Researchers have more bad news for embattled Volkswagen.
The car marker, which found itself at the centre of a global emissions scandal last year, is the subject of an academic paper which says a large number of its vehicles sold since 1995 can be easily unlocked by hackers.
And all hackers need to unlock a Volkswagen car — which includes those belonging to the Audi, Seat and Skoda brands — is a homemade radio costing as little as £30. This would allow them to listen into and replicate coded signals given off by a driver's key.
Volkswagen said it's aware of the issue, and is working with the researchers.
The paper by wonks from the University of Birmingham and German security firm Kasper & Oswald found that the interception was possible through reverse-engineering part of Volkswagen's network to obtain a master key.

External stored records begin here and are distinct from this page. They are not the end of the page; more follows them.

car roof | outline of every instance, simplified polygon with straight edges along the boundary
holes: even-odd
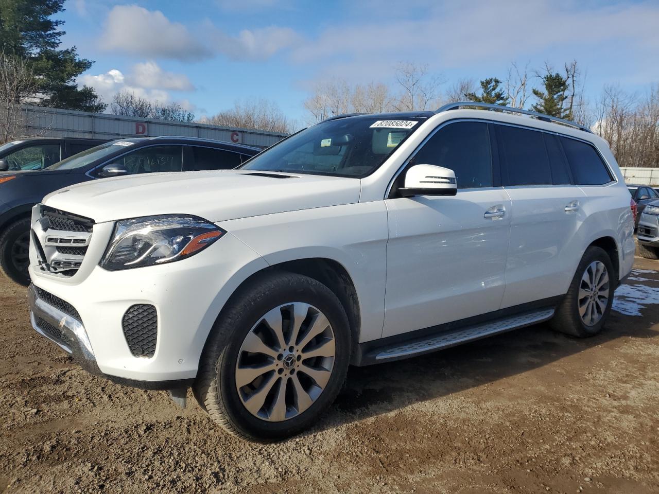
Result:
[[[204,144],[214,148],[221,148],[239,153],[260,153],[260,148],[246,144],[237,144],[233,142],[219,141],[215,139],[205,139],[199,137],[186,137],[185,136],[157,136],[155,137],[130,137],[125,139],[115,139],[115,141],[126,141],[136,144],[146,144],[156,142],[171,142],[176,144]]]

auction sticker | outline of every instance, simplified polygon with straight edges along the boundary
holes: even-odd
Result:
[[[371,128],[412,128],[418,123],[413,120],[378,120]]]

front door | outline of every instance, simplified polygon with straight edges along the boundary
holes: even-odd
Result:
[[[500,308],[511,208],[493,167],[491,129],[483,122],[447,123],[410,160],[408,166],[453,170],[456,196],[385,201],[389,241],[383,337]]]

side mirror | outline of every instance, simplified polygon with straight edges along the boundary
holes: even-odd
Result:
[[[405,175],[405,186],[399,191],[403,197],[455,196],[457,194],[455,173],[435,165],[415,165]]]
[[[109,165],[106,165],[101,169],[101,172],[98,174],[98,176],[105,178],[109,177],[119,177],[120,175],[127,175],[128,174],[129,171],[123,165],[119,165],[118,163],[111,163]]]

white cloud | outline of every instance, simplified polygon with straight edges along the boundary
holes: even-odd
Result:
[[[248,0],[248,3],[265,5],[269,1]],[[150,59],[194,61],[222,53],[234,59],[264,60],[299,40],[292,29],[275,26],[245,29],[231,36],[208,19],[199,23],[194,32],[196,36],[188,27],[169,20],[160,11],[117,5],[108,14],[100,46],[107,51]]]
[[[163,70],[152,61],[136,64],[131,72],[125,74],[117,69],[108,70],[105,74],[86,74],[78,78],[78,82],[94,88],[105,103],[111,102],[113,96],[123,90],[130,91],[137,96],[152,101],[167,103],[172,100],[169,90],[190,91],[194,89],[185,74]],[[179,102],[186,109],[193,108],[186,99]]]
[[[131,86],[140,88],[158,88],[177,91],[190,91],[194,89],[186,75],[163,70],[153,61],[133,65],[132,72],[127,76],[126,82]]]
[[[180,22],[160,11],[138,5],[117,5],[110,11],[101,35],[101,47],[148,57],[198,60],[211,51]]]

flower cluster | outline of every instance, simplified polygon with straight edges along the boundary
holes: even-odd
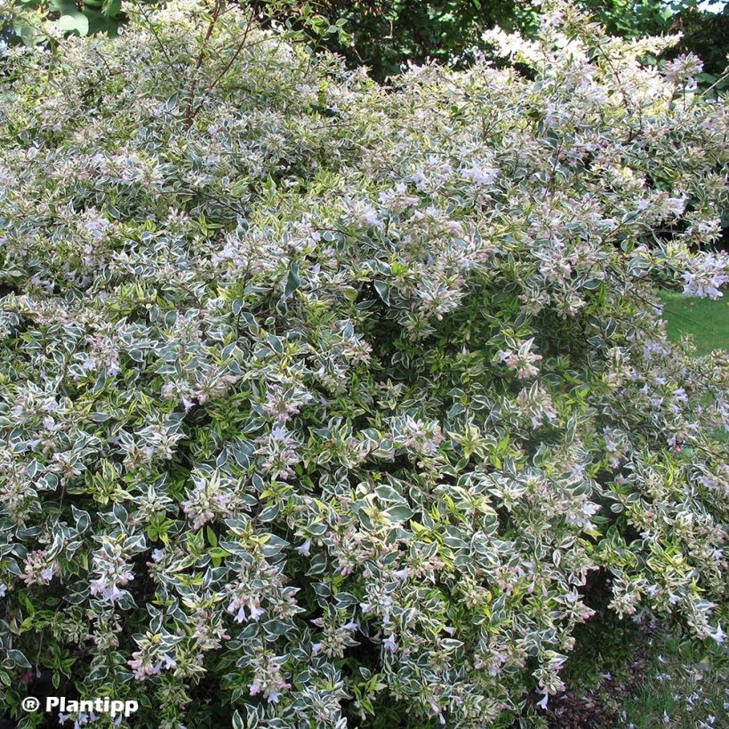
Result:
[[[729,356],[659,293],[727,283],[729,112],[553,4],[387,89],[198,0],[6,51],[12,717],[508,726],[605,610],[721,639]]]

This could be used with the unique signal given off by an key fob to unlock its car.
It said: "Owners of affected vehicles should be aware that unlocking the doors of their car is much simpler than commonly assumed today."
"The necessary equipment ... are widely available at low cost."
"The attacks are hence highly scalable and could be potentially carried out by an unskilled adversary."
"Since they are executed solely via the wireless interface, with at least the range of the original removed control and leave no physical traces, they pose a severe threat in practice."
At the same time, another expert has voiced doubts over criminals' ability to reproduce the hack.
Security expert Ken Munro at Pen Test Partners, told the BBC that key components of what hackers would need to carry out an attack had been left out.
"You'd need some academic-level knowledge of cryptography to be able to do this," he said.